# 喜寿吉



## skwiskwis

could someone please translate the tattoo?

Thank you


----------



## Daffodil100

No. 1 is xi (3), gladness

No. 2. is  shou (4) longevity

No. 3 is ji (2), luck


----------



## xiaolijie

Daffodil100 said:


> No. 1 is xi (3), gladness


We don't say "gladness"."Happiness" is the word


----------



## SuperXW

Very traditional ideas...Not cool enough for a tattoo. Not cool at all.


----------



## 维尼爱蜂蜜

I often find the westerners' tattoos with Chinese characters are funny, like once i saw 顽淫畏愠劣 on a guy's arm and he thought it's cool because each character stands for one side of his personality. 
But Chinese language doesn't work that way. In english "happiness and longevity and luck" makes perfect sense . In Chinese you are not likely to see those characters come together. Chinese phrases are mostly fixed combinations.


----------



## 文星辰simon

I saw the news about the tattoos too.
There`s some guy who has a tattoo which is `鸡`.
It`s not the picture of the animal. It`s the chinese character.
He wanted to express his Chinese zodiac sign.
But I think the guy doesn`t know the deep meaning of this character.
If he knew the meaning, I think he will cut the tattoo ASAP.


----------



## AsifAkheir

Come on 文星辰simon,
don't leave us hanging in mid air. What is the deep meaning of  鸡 ?


----------



## x3xleggedxninja

Double the character and look up 鸡鸡.


----------



## AsifAkheir

Thanks x3xleggedxninja.

Ha ha ha !

It should have been obvious. It's the same metaphorical use of the word as in English.
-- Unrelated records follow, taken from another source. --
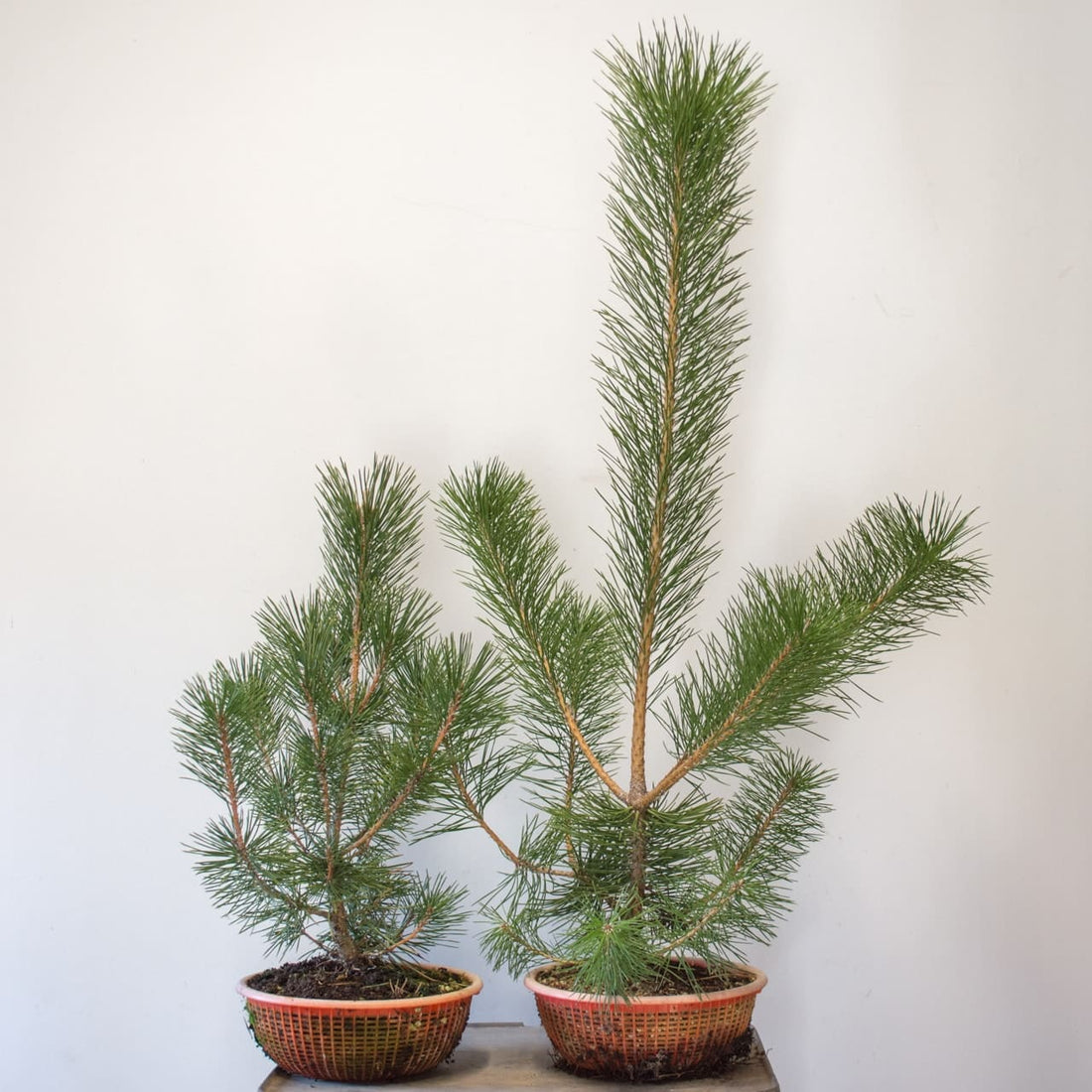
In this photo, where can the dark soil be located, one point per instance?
(656, 1069)
(673, 981)
(362, 980)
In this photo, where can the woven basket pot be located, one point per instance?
(644, 1037)
(359, 1040)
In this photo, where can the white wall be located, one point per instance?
(238, 238)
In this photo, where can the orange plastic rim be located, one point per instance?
(643, 1037)
(359, 1040)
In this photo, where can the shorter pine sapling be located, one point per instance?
(619, 878)
(329, 740)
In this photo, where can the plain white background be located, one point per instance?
(240, 238)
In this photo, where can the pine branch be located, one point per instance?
(491, 515)
(793, 642)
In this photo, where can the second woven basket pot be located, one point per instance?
(645, 1037)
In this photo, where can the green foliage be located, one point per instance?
(620, 880)
(326, 743)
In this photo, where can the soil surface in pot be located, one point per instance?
(325, 978)
(670, 983)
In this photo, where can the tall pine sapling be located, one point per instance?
(615, 875)
(327, 741)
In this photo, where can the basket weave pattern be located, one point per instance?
(358, 1040)
(644, 1037)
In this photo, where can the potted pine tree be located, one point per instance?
(636, 895)
(325, 744)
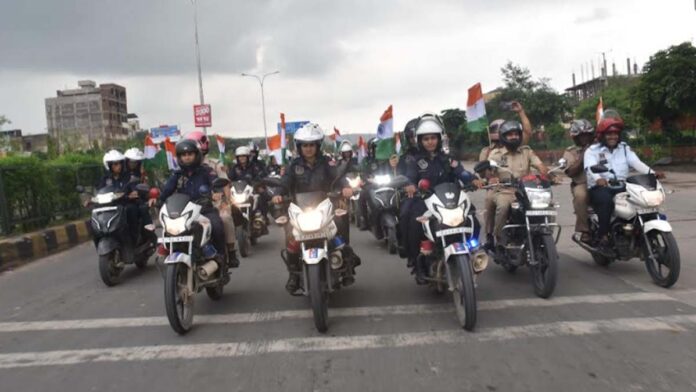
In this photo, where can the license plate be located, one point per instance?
(542, 213)
(167, 240)
(456, 230)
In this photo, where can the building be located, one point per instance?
(87, 116)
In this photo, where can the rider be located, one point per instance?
(310, 172)
(617, 156)
(436, 167)
(515, 159)
(583, 135)
(188, 180)
(220, 200)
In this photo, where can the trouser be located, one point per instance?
(602, 200)
(217, 229)
(502, 200)
(580, 203)
(489, 211)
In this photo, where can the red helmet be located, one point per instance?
(201, 138)
(611, 121)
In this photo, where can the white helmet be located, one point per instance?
(346, 146)
(111, 157)
(134, 154)
(242, 150)
(429, 124)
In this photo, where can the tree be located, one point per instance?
(667, 89)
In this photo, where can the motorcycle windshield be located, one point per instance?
(176, 204)
(647, 181)
(309, 199)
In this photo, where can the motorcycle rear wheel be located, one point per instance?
(318, 295)
(179, 312)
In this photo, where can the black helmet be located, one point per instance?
(506, 129)
(188, 145)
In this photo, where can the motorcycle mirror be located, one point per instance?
(599, 168)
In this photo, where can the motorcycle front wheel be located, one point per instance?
(464, 292)
(664, 270)
(318, 295)
(178, 304)
(545, 271)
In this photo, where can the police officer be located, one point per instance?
(616, 155)
(192, 174)
(582, 133)
(515, 161)
(435, 166)
(310, 172)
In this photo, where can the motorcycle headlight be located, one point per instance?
(653, 198)
(382, 179)
(452, 217)
(175, 226)
(539, 198)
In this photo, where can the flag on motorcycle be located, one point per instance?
(386, 145)
(150, 149)
(476, 110)
(170, 149)
(362, 149)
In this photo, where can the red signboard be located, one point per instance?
(202, 116)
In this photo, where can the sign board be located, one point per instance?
(202, 116)
(292, 127)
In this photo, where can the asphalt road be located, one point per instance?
(605, 329)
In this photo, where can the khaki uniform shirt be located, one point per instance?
(572, 155)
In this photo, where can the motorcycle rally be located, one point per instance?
(201, 223)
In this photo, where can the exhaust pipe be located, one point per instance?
(207, 270)
(480, 261)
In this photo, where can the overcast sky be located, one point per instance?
(342, 62)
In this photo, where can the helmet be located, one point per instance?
(346, 147)
(111, 157)
(201, 138)
(188, 145)
(134, 154)
(242, 150)
(507, 128)
(581, 126)
(309, 133)
(610, 121)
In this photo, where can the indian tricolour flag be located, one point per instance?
(385, 135)
(476, 109)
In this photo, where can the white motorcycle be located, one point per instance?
(192, 263)
(638, 228)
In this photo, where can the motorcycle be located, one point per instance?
(327, 262)
(530, 234)
(111, 233)
(253, 225)
(638, 229)
(384, 207)
(451, 254)
(192, 263)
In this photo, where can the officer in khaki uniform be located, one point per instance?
(515, 159)
(583, 135)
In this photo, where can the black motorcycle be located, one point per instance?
(111, 232)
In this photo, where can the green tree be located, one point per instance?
(667, 89)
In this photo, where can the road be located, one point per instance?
(605, 329)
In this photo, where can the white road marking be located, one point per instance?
(371, 311)
(675, 323)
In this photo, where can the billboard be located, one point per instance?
(202, 116)
(292, 127)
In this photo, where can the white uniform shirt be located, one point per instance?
(621, 160)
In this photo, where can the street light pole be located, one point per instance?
(261, 80)
(198, 56)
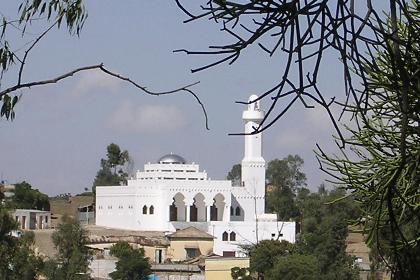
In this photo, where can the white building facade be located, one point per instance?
(173, 194)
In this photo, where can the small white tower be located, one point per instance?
(253, 164)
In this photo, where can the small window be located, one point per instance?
(237, 211)
(225, 236)
(192, 253)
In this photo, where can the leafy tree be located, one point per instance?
(381, 163)
(285, 176)
(18, 261)
(377, 43)
(235, 175)
(240, 273)
(49, 14)
(72, 261)
(263, 254)
(295, 267)
(324, 232)
(114, 169)
(27, 198)
(25, 264)
(132, 264)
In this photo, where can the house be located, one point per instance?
(172, 195)
(30, 219)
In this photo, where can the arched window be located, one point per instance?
(225, 236)
(237, 211)
(232, 236)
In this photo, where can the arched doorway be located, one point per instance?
(217, 209)
(177, 209)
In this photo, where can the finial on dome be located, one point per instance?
(253, 105)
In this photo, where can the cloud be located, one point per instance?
(146, 118)
(93, 80)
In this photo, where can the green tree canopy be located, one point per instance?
(132, 264)
(294, 267)
(27, 198)
(263, 254)
(18, 261)
(72, 261)
(284, 177)
(114, 169)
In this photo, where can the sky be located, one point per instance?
(61, 131)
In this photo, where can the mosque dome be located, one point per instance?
(172, 158)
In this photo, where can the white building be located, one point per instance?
(29, 219)
(173, 194)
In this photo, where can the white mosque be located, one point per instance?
(173, 194)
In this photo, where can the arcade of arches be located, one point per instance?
(197, 210)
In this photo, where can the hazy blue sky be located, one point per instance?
(61, 131)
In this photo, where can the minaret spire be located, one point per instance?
(253, 163)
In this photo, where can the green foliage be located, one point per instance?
(27, 198)
(131, 265)
(114, 169)
(70, 12)
(18, 261)
(284, 177)
(235, 175)
(73, 256)
(380, 164)
(319, 252)
(324, 231)
(240, 273)
(264, 253)
(295, 267)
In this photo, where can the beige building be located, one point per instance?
(30, 219)
(219, 268)
(189, 243)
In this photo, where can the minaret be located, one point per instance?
(253, 164)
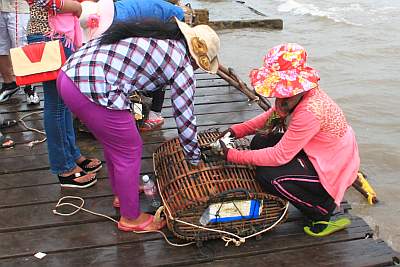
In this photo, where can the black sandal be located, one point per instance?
(85, 166)
(68, 181)
(4, 140)
(8, 123)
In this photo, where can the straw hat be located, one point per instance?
(203, 43)
(96, 18)
(284, 73)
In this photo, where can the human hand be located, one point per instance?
(224, 149)
(229, 130)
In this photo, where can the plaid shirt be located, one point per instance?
(108, 74)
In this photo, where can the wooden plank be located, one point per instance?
(8, 165)
(25, 242)
(201, 100)
(200, 109)
(158, 253)
(18, 102)
(360, 252)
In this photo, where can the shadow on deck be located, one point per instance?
(28, 194)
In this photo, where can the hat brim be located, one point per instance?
(105, 10)
(189, 32)
(281, 84)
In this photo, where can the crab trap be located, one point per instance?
(215, 199)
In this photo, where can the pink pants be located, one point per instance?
(122, 144)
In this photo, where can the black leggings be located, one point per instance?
(296, 181)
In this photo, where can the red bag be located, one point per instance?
(37, 62)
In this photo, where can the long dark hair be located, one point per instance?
(146, 28)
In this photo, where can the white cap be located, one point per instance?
(145, 178)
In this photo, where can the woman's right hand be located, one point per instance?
(229, 130)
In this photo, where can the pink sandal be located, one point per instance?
(142, 226)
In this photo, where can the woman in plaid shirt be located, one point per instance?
(96, 81)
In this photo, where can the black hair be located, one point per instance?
(147, 28)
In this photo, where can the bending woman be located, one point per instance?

I'm guessing it was obvious to you, because you are a 3 legged ninja


----------



## stellari

鸡 itself could mean 'prostitute' as a slang term.


----------



## AsifAkheir

@ stellari
OK, is that male or female prostitute?


----------



## 文星辰simon

AsifAkheir said:


> @ stellari
> OK, is that male or female prostitute?



Good question. 鸡 is just for the female prostitute. 鸭 is the one for the male prostitute...


----------



## AsifAkheir

@ 文星辰simon



			
				鸡 is just for the female prostitute. 鸭 is the one for the male prostitute...[/QUOTE said:
			
		

> 那么奇怪 ！
> Thanks, this is very important to know. It can be very disappointing if you get them mixed up.


----------